The latter can be pyrotechnic or include a part, for example electromechanical capable of providing a delay of great value (from 1 minute to several days). The cord 47 by a sealed passage 46, from the wall 32 initiates the ejection charges 41 which themselves ignite the flash composition 42.

 Before giving relations linking together the value of different parameters to be taken into consideration for dimensioning the elements constituting the invention, the mode of operation of the latter will be briefly recalled.

 On impact, the safety and firing device 52 initiates the cord 47 by means of the delay 45 which is such that the ejection charge 41 is not fired, at the earliest at the end of the deformation of the cap.
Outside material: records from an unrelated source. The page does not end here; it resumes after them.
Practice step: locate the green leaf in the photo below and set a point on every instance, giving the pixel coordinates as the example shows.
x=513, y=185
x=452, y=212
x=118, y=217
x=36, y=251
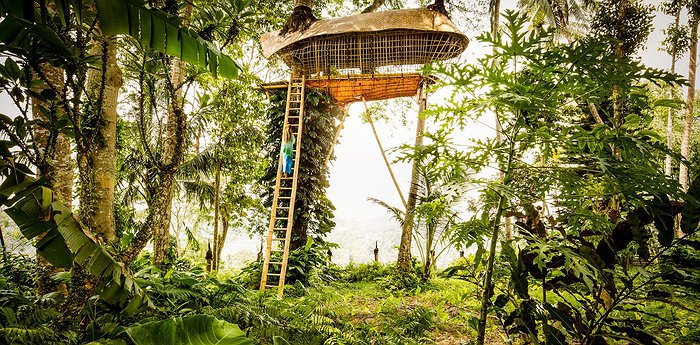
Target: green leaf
x=53, y=248
x=279, y=341
x=163, y=34
x=113, y=20
x=190, y=330
x=691, y=209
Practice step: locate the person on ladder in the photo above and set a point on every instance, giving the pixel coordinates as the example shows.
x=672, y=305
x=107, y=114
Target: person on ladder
x=287, y=150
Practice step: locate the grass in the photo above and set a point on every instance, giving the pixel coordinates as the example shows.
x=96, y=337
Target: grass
x=438, y=312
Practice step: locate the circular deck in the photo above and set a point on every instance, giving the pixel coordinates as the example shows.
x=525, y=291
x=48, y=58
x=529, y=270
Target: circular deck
x=388, y=42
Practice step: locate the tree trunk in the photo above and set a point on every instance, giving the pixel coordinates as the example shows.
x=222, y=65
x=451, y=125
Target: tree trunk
x=488, y=286
x=154, y=219
x=403, y=263
x=616, y=94
x=669, y=118
x=690, y=103
x=222, y=238
x=173, y=152
x=217, y=187
x=98, y=165
x=429, y=252
x=56, y=166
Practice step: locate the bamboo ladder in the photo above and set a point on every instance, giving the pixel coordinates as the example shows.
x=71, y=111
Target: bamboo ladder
x=279, y=232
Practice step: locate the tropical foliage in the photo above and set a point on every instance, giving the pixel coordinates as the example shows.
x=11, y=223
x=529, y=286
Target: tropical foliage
x=136, y=141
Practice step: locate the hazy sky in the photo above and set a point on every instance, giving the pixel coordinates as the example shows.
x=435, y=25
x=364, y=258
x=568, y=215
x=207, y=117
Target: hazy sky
x=359, y=171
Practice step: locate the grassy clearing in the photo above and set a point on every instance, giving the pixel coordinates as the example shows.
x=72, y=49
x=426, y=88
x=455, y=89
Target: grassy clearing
x=366, y=312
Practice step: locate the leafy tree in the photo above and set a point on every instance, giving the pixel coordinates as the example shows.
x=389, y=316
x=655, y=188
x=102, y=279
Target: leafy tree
x=527, y=85
x=313, y=212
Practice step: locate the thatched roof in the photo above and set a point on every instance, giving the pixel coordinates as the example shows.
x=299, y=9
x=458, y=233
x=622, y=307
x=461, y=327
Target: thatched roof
x=419, y=20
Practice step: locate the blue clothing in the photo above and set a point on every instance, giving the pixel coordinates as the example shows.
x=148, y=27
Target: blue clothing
x=287, y=156
x=287, y=163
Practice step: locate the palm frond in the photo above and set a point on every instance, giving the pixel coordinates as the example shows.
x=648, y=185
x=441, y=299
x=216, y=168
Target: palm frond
x=396, y=212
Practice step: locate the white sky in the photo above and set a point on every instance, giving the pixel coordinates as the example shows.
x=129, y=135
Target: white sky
x=359, y=172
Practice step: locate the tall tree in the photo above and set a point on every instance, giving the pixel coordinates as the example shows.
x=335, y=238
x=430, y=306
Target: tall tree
x=694, y=19
x=675, y=45
x=403, y=262
x=97, y=163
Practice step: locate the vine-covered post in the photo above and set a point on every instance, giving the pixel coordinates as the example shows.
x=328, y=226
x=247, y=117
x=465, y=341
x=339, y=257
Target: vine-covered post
x=403, y=264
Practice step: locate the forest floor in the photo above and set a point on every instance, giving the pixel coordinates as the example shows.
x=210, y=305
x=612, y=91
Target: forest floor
x=439, y=312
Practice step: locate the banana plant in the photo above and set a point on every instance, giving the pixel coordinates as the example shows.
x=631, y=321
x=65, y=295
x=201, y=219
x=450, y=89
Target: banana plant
x=152, y=29
x=189, y=330
x=60, y=237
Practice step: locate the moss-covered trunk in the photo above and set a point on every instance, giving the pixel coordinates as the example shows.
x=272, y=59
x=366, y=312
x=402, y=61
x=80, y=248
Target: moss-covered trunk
x=97, y=166
x=403, y=263
x=55, y=162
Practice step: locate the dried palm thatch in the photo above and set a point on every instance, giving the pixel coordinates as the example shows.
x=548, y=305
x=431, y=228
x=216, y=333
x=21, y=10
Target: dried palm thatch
x=370, y=54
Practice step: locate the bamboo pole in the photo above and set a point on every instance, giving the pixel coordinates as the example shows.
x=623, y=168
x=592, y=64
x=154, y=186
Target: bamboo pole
x=381, y=150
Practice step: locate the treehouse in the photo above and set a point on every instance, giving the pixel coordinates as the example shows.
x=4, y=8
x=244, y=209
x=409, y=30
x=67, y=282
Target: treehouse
x=365, y=57
x=372, y=55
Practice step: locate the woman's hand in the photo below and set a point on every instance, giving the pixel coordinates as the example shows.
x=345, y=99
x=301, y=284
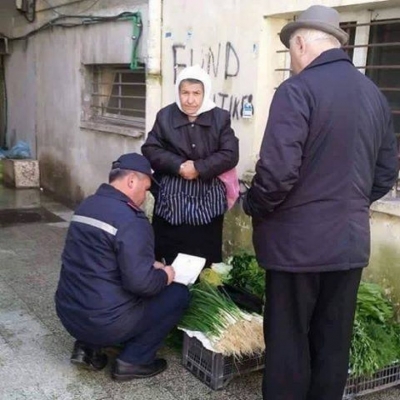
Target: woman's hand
x=188, y=170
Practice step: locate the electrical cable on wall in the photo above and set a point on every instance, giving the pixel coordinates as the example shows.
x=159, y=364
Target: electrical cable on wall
x=85, y=20
x=3, y=134
x=137, y=33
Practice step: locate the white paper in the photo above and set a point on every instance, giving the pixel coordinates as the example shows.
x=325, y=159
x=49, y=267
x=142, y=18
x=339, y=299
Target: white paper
x=187, y=268
x=201, y=337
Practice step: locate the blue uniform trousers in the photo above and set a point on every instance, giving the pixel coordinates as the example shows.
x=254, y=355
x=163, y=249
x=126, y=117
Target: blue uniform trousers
x=161, y=314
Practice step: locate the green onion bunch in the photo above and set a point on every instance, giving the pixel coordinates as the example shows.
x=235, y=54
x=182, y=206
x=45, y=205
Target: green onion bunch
x=230, y=330
x=376, y=334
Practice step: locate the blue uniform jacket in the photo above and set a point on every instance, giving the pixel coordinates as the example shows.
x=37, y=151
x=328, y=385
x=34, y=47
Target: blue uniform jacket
x=328, y=152
x=107, y=267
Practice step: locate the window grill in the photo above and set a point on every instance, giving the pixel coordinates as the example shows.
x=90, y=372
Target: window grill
x=381, y=57
x=119, y=95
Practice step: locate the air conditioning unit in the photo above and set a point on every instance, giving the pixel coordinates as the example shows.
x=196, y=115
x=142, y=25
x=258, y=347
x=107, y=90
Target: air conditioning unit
x=4, y=49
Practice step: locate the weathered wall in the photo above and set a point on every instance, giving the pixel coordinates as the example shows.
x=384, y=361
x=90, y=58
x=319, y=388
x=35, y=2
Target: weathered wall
x=46, y=87
x=224, y=38
x=384, y=267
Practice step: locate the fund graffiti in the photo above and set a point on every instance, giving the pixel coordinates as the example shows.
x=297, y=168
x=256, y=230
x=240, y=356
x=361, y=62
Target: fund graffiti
x=210, y=61
x=220, y=62
x=234, y=104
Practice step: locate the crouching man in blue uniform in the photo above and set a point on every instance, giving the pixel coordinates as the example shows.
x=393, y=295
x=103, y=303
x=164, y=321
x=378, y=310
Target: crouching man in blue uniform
x=111, y=289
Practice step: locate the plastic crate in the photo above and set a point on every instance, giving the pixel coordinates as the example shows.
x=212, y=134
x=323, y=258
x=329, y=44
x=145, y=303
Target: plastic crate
x=214, y=369
x=383, y=379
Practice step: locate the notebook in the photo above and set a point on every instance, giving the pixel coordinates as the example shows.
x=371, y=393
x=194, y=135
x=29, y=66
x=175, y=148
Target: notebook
x=187, y=268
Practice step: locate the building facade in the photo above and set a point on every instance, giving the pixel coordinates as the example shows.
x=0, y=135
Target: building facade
x=86, y=78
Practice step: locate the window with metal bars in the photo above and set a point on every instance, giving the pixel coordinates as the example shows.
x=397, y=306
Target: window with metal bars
x=119, y=95
x=379, y=59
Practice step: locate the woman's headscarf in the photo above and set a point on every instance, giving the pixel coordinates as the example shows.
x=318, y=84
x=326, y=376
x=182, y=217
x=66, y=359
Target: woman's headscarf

This ignition is carried out, whether the impact occurs on a hard or soft target.

In both cases, the effect is not the same.

 In this application, on impact on a hard target, the contact force is quite large and allows the cap 10 to be crushed until the structure 31 stops completely or almost completely.

 The dispersion of the fragments resulting from the composition of the tank speeds, and of the projection speeds of the incendiary fragments are then that optimized in static, that is to say omnidirectional.

 On impact on a soft target, the contact force does not allow the cap 10 to be crushed, there is therefore no significant deceleration. There is penetration of the projectile through the target. The dynamic dispersion is in this case directional towards the target.

 Elements relating to the dimensioning of the parameters of the movement of the rear part 40, 50, in the case of impact on a hard target will be given below.

We call:
- Vi, impact speed of the projectile,
- Vr, remaining speed of the rear part of the projectile,
- y supposedly constant deceleration of the rear part during damping,
- T time between the start of impact and the ignition of the dispersion charge, i.e. the minimum delay time 45,
- L, the damping length of the warhead, that is to say the expected length of crushing.

Kinetic energy is absorbed by the length L with a constant deceleration y of the rear part

 The deceleration allows it to size the rear part of the projectile to ensure its resistance to impact on hard target.

 The deceleration law can possibly be adjusted by acting on the structure of the warhead.

The delay time (T) is
2L
5 =
V + Vr
The production of such damping warheads is known to those skilled in the art.

 In the case of use on area decay projectiles with random ignition delay, the time T above is the minimum value of the trigger delay. Vr is 0.

Claims (2)

 1. Projectile having a longitudinal axis XX 'comprising a front cap (10) at least one military charge (30) structurally linked to the cap (10), the projectile comprising at least one safety and firing device (52) d '' one of the charges, the projectile being designed to have kinetic energy E on impact, projectile characterized in that the cap (10) is deformable over a length L, under the action of a substantially constant force F during all the time of the deformation, the force F being calculated to perform on the length L a work at least equal to 90% of the kinetic energy E.  2. Projectile according to claim 1, characterized in that the firing of a military charge is carried out by means of a delay (45) at least equal to the crushing time (X) of the cap (10 ).